Cronaca Giovedì 06 Agosto 2026 ore 10:20
Società schermo per aggirare il Fisco

L'evasione fiscale, poi l'attività creata ad hoc per ricomprare i propri stessi beni all'asta. Li ha scoperti la Finanza, sequestro da mezzo milione
PROVINCIA DI LIVORNO — Società 'schermo' amministrate da una 'testa di legno' per ricomprare i propri stessi beni all'asta giudiziaria aggirando così il Fisco nell'evitare di pagare le imposte dovute: tre persone sono indagate nell'ambito di un'inchiesta della guardia di finanza del comando provinciale di Livorno per sottrazione fraudolenta al pagamento di imposte.

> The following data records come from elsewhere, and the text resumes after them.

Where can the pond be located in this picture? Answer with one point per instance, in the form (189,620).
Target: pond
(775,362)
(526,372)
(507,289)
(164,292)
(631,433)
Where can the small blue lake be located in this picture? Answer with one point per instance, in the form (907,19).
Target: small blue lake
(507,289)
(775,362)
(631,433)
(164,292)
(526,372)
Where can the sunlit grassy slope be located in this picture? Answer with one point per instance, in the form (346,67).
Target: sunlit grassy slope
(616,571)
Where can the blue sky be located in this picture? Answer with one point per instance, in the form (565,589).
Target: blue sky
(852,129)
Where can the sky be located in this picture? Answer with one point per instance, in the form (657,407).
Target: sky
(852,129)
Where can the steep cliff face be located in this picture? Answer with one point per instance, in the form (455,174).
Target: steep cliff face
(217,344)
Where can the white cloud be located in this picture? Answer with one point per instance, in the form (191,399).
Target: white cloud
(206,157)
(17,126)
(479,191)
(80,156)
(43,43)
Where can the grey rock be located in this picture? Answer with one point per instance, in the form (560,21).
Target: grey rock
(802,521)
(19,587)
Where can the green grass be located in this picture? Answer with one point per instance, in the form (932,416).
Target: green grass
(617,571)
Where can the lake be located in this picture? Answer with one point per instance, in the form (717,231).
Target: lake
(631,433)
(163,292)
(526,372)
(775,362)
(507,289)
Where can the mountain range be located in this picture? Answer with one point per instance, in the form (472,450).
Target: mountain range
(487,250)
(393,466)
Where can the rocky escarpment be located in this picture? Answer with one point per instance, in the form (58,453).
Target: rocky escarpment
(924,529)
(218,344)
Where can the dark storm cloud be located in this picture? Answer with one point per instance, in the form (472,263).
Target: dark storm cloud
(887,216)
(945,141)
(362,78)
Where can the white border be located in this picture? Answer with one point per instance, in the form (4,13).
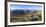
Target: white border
(18,23)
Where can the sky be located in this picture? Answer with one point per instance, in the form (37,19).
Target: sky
(25,7)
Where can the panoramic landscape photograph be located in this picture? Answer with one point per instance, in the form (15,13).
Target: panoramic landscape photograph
(25,13)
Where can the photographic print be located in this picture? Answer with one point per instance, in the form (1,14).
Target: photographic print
(25,13)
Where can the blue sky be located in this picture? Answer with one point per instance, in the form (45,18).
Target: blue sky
(25,7)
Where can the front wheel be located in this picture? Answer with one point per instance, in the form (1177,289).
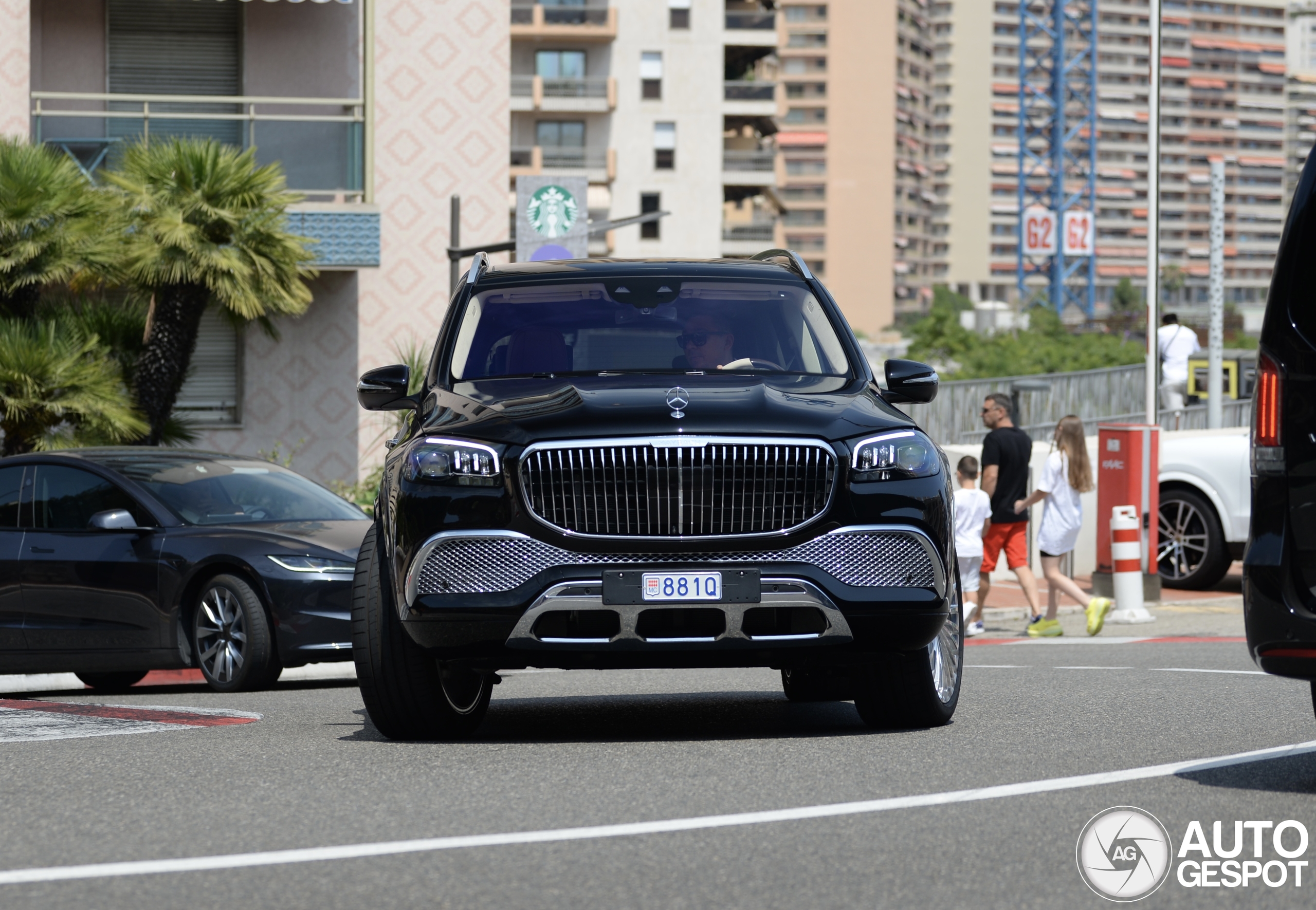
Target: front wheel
(408,695)
(917,688)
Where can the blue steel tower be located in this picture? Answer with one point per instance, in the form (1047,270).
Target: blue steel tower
(1057,141)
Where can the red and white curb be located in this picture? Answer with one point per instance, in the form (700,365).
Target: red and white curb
(25,720)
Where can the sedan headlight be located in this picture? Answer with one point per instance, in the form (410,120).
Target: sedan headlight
(314,565)
(452,459)
(895,455)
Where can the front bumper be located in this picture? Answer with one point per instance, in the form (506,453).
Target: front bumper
(478,595)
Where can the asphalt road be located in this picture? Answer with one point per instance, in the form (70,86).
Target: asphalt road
(584,747)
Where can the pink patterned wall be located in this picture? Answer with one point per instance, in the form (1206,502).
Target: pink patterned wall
(15,66)
(441,128)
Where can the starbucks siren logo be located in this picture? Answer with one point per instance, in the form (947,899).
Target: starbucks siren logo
(552,211)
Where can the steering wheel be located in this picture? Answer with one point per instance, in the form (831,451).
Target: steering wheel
(752,363)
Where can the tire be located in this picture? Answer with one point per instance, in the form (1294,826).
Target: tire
(232,636)
(917,688)
(816,684)
(116,681)
(408,694)
(1192,550)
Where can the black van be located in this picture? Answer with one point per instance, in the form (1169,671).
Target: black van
(1280,566)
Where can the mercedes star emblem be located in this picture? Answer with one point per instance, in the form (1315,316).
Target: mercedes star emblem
(678,400)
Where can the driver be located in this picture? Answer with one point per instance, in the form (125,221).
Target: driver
(707,342)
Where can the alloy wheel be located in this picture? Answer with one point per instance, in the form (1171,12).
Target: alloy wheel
(944,653)
(1182,540)
(220,634)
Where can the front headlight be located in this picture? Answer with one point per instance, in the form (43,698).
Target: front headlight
(452,459)
(895,455)
(315,565)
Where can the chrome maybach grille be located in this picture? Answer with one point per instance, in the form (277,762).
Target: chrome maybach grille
(678,487)
(480,565)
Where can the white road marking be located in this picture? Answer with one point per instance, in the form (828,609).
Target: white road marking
(633,829)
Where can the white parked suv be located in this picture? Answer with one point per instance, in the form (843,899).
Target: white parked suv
(1206,506)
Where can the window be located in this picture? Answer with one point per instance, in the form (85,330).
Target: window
(665,146)
(560,133)
(650,74)
(649,203)
(560,64)
(66,499)
(806,116)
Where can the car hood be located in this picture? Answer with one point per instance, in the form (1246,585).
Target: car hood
(299,537)
(525,411)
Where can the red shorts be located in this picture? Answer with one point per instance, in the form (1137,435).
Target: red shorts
(1011,537)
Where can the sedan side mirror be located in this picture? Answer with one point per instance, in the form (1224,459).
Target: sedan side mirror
(910,382)
(385,388)
(115,520)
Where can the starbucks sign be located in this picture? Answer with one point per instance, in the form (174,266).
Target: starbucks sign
(552,219)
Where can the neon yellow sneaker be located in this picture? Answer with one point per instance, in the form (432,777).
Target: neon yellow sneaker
(1096,610)
(1045,629)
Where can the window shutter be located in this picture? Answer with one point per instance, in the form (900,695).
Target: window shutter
(212,394)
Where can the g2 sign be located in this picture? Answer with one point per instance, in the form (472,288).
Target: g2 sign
(1078,233)
(1039,229)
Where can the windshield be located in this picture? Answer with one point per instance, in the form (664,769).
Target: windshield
(232,491)
(647,325)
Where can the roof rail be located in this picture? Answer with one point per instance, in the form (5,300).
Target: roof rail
(478,265)
(791,257)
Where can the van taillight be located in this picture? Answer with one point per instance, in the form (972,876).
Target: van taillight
(1268,403)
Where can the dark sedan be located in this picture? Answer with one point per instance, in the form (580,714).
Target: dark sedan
(115,562)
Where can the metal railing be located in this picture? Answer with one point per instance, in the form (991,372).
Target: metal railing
(760,231)
(323,153)
(749,90)
(561,13)
(751,20)
(1112,395)
(739,159)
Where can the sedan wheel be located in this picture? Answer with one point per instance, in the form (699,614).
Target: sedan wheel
(1192,550)
(232,634)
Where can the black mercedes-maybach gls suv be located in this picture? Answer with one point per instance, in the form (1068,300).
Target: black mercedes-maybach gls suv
(656,463)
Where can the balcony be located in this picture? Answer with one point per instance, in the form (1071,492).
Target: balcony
(319,142)
(598,166)
(588,95)
(588,20)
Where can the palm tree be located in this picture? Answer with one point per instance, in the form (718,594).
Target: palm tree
(60,387)
(206,227)
(52,225)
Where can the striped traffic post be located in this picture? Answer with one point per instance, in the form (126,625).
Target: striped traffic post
(1127,565)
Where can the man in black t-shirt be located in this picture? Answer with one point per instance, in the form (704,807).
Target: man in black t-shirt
(1006,454)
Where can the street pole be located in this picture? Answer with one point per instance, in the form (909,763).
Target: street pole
(1153,199)
(454,241)
(1216,339)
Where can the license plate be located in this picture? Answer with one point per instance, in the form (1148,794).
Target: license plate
(682,587)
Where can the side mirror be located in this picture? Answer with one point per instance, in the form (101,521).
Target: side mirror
(910,382)
(385,388)
(114,520)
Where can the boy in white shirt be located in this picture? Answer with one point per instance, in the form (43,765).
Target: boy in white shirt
(973,517)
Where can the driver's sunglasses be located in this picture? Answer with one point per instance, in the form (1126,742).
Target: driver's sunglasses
(697,339)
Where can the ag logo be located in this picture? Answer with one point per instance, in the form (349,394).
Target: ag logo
(1124,854)
(552,211)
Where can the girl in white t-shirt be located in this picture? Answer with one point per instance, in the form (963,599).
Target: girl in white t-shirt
(1066,475)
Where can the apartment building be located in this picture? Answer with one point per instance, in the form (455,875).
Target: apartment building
(378,111)
(1223,82)
(753,124)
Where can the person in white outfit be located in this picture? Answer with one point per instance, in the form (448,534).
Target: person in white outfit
(1177,345)
(973,516)
(1066,475)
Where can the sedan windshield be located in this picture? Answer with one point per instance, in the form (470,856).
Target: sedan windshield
(647,325)
(231,491)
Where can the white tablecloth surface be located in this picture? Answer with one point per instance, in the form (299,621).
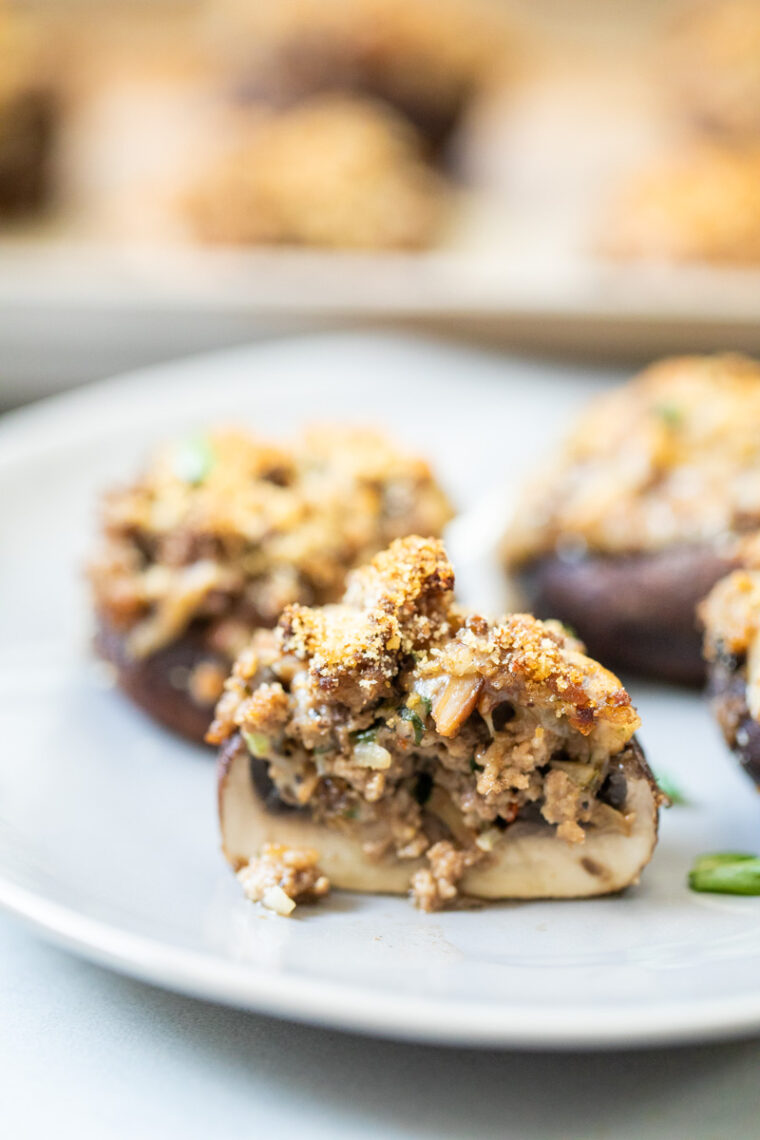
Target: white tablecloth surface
(88,1053)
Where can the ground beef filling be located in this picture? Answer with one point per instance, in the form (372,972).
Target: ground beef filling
(221,531)
(282,877)
(422,732)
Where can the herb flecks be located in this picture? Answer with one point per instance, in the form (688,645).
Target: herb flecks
(194,458)
(672,791)
(726,873)
(409,715)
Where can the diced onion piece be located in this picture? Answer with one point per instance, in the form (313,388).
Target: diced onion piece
(276,900)
(369,755)
(454,703)
(488,839)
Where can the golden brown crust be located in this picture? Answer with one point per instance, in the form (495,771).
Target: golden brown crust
(229,529)
(712,65)
(333,171)
(730,615)
(669,458)
(700,204)
(398,719)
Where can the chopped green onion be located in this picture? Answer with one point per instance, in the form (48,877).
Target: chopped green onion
(259,743)
(672,791)
(194,459)
(726,873)
(409,715)
(367,735)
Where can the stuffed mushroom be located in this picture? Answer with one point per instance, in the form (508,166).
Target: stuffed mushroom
(730,616)
(394,743)
(331,172)
(624,532)
(424,58)
(220,532)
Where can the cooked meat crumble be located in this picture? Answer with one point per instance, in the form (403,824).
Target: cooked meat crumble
(422,731)
(671,457)
(225,530)
(283,877)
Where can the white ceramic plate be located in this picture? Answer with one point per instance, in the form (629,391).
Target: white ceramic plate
(107,830)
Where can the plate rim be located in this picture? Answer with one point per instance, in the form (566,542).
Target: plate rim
(352,1008)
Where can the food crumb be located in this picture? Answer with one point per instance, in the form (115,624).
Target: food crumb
(282,877)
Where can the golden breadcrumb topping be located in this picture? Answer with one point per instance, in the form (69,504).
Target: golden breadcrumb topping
(701,204)
(332,172)
(671,457)
(409,724)
(713,65)
(229,529)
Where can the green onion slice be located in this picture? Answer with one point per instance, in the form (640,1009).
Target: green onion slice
(259,743)
(194,459)
(672,791)
(726,873)
(409,715)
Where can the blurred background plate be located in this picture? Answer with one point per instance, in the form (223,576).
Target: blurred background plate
(104,268)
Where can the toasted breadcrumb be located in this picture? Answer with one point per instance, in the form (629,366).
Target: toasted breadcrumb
(423,731)
(282,877)
(671,457)
(226,529)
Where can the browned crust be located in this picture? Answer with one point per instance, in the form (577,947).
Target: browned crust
(635,612)
(153,683)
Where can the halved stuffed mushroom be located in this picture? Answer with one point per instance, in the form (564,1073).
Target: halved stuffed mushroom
(408,746)
(223,530)
(640,513)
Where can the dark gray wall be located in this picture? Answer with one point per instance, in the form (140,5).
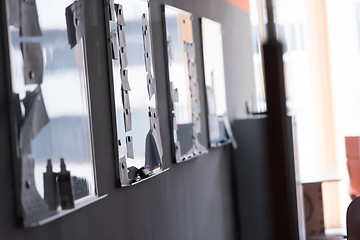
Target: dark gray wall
(192,200)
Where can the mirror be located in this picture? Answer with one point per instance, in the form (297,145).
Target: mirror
(183,84)
(139,146)
(220,132)
(55,161)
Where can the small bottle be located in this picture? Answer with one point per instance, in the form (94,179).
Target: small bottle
(51,190)
(65,187)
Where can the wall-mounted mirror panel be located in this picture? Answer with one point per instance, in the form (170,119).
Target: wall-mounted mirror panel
(220,132)
(139,146)
(183,85)
(54,165)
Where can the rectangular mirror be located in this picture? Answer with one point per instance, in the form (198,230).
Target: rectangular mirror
(54,168)
(139,146)
(183,84)
(220,132)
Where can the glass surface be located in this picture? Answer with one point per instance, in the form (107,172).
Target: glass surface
(60,126)
(214,80)
(184,89)
(135,15)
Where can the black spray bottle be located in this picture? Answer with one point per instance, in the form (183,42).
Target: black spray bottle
(51,190)
(65,187)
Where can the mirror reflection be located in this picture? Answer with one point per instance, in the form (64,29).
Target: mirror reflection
(49,83)
(218,122)
(138,131)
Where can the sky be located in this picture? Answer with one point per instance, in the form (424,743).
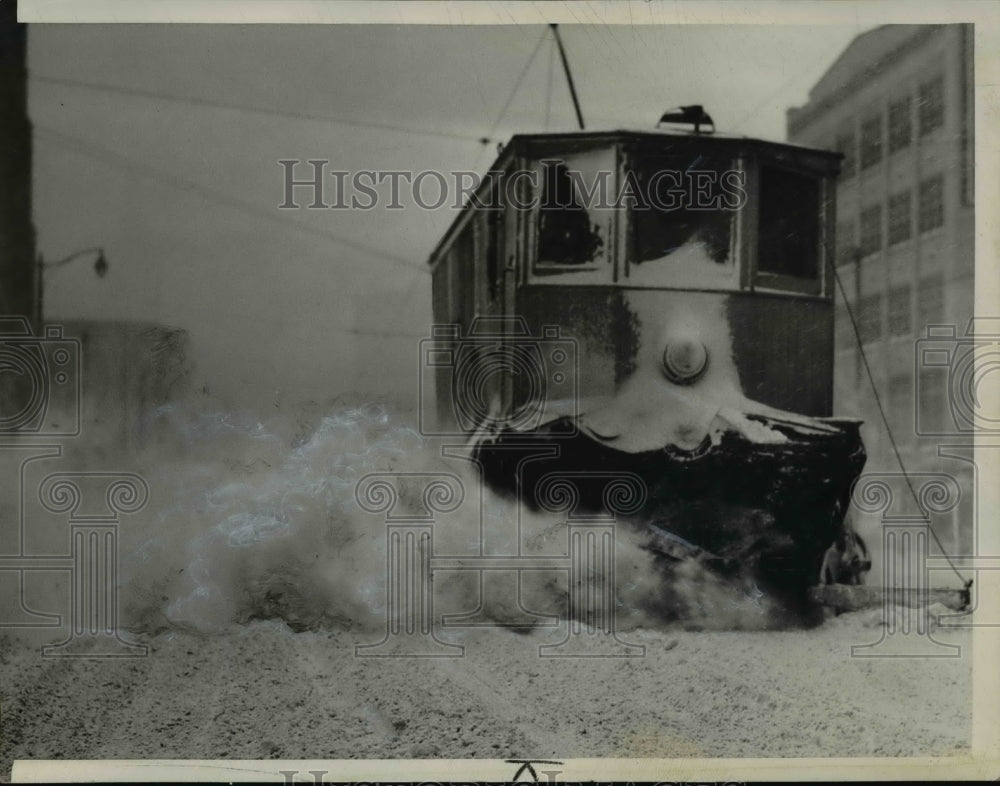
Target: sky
(140,149)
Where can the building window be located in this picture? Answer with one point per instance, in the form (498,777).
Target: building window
(845,332)
(899,311)
(900,129)
(845,146)
(931,203)
(930,301)
(932,398)
(871,230)
(899,400)
(931,104)
(870,318)
(846,241)
(871,141)
(899,217)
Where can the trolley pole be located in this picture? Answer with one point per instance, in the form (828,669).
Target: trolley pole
(569,76)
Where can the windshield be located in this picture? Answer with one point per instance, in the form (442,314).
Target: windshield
(684,212)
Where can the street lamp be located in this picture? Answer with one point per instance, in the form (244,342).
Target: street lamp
(100,268)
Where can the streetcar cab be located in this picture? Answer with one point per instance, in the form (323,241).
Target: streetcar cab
(678,269)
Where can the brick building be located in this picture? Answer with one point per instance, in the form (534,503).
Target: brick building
(898,104)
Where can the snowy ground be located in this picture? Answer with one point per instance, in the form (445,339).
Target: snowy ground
(265,692)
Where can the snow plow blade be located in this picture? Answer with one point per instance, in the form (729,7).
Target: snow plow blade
(845,597)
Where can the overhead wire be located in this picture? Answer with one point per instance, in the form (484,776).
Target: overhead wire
(89,149)
(260,110)
(885,420)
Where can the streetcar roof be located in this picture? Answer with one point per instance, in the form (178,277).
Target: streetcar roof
(519,143)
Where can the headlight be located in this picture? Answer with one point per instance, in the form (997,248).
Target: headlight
(684,360)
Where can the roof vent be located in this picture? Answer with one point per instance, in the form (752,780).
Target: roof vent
(689,115)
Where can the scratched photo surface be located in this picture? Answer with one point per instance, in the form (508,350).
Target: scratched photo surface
(497,392)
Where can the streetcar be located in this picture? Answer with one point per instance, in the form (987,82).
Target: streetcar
(657,303)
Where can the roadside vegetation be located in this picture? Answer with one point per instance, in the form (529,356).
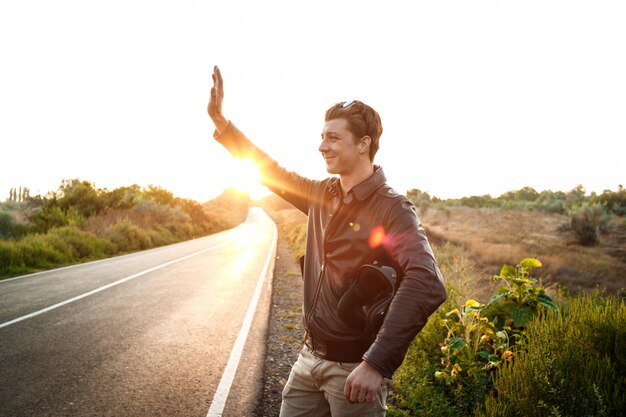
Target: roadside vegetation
(79,223)
(535,320)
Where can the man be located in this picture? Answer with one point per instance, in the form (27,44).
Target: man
(354,219)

I militari hanno eseguito un'ordinanza di sequestro di tre unità immobiliari e due auto per un valore totale di 500mila euro.
Tutto è nato da accertamenti delle Fiamme Gialle che hanno portato a scoprire un sofisticato sistema fraudolento. Due imprenditori avevano ricevuto cartelle esattoriali per l’omesso pagamento di imposte dirette e indirette, per gli anni dal 2011 al 2020. L'importo superava i 300mila euro. Gli stessi avrebbero utilizzato una società 'schermo' con l'unico scopo di acquistare tre immobili e due auto di lusso.
In particolare, le unità immobiliari erano già di proprietà di due degli indagati, ma messe all’asta nell’ambito di una procedura di esecuzione immobiliare promossa da diversi creditori. Per rientrarne in possesso, gli indagati avrebbero costituito un nuovo soggetto giuridico, legalmente amministrato da una 'testa di legno', che ha acquistato all’asta i medesimi beni e successivamente due auto di lusso.
Le indagini dei finanzieri si sono concentrate fra le altre cose sull'analisi dei flussi finanziari, arrivando ad appurare che il denaro per la costituzione di quella società sarebbe arrivato dai conti correnti dei due imprenditori.